During the Phase 1, open-label, dose-escalation trial, Siddiqui, PAI and others will evaluate the vaccine’s safety and the immunogenicity in 45 healthy adults between the ages of 18 and 55 years. Lisa Jackson, M.D., MPH, is principal investigator for the Phase 1 study, which is being sponsored by the NIAID/NIH. Jackson is a senior investigator for Kaiser Permanente Washington Health Research Institute and will complete her investigation at that facility, which is an NIAID-funded Vaccine and Treatment Evaluation Units.
The study participants will be divided into five treatment groups, each consisting of nine individuals who will receive three intramuscular injections of different dosages. One group will receive the vaccine without an adjuvant, which increases the body’s immune responses, while the other four will receive the vaccine with an adjuvant. That study is expected to run through April 2024.
After Phase I trials in the U.S. and Phase 1b trials in Madagascar and Burkina Faso in Africa, Siddiqui said vaccine efficacy trials in schistosome human challenge models in The Netherlands and Uganda (Africa) will begin in 2023. He and PAI are currently working out plans for Phase 2 trials with the Bill & Melinda Gates Foundation, which he expects to be in place by the coming fall.

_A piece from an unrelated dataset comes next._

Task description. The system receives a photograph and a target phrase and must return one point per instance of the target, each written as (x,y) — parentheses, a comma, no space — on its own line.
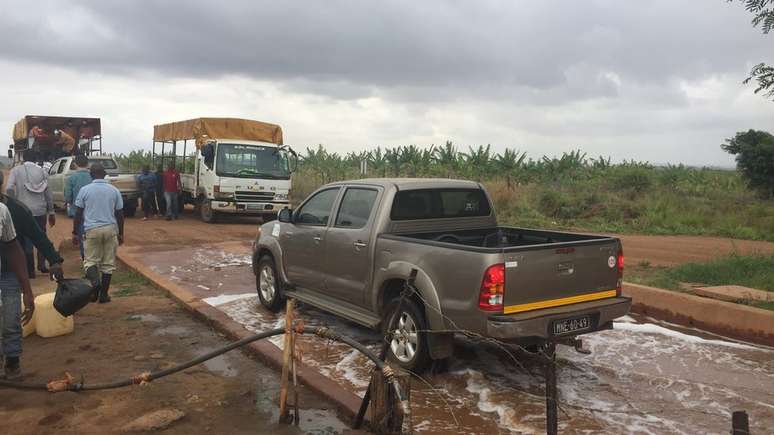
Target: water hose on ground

HEADING FOR THE FINISH LINE
If everything goes according to plan during the Phase 1, Phase 1b, Phase 2 and human challenge models, licensing the vaccine could be accelerated. Siddiqui said that means the vaccine could be ready for distribution through WHO, Gavi (the Vaccine Alliance) and other nonprofits in five to 10 years. The vaccine’s performance during efficacy trials will be a key factor in firming up that timeframe.
“It's a long process; it takes decades to find out the effect of the vaccine in these kinds of situations because we're talking about places like Africa [where] you not only have this disease, but you have so many others,” Siddiqui said. “You see those kids with bulging bellies; they are carrying not only one, but several parasites. We are trying to fix one, but there are others, so unless you fix all of the other parasites with vaccines or some other approach, we wouldn't know the real impact. But we are getting into this process where, little by little, we're trying to eliminate these diseases as we get more resources to gain more knowledge.”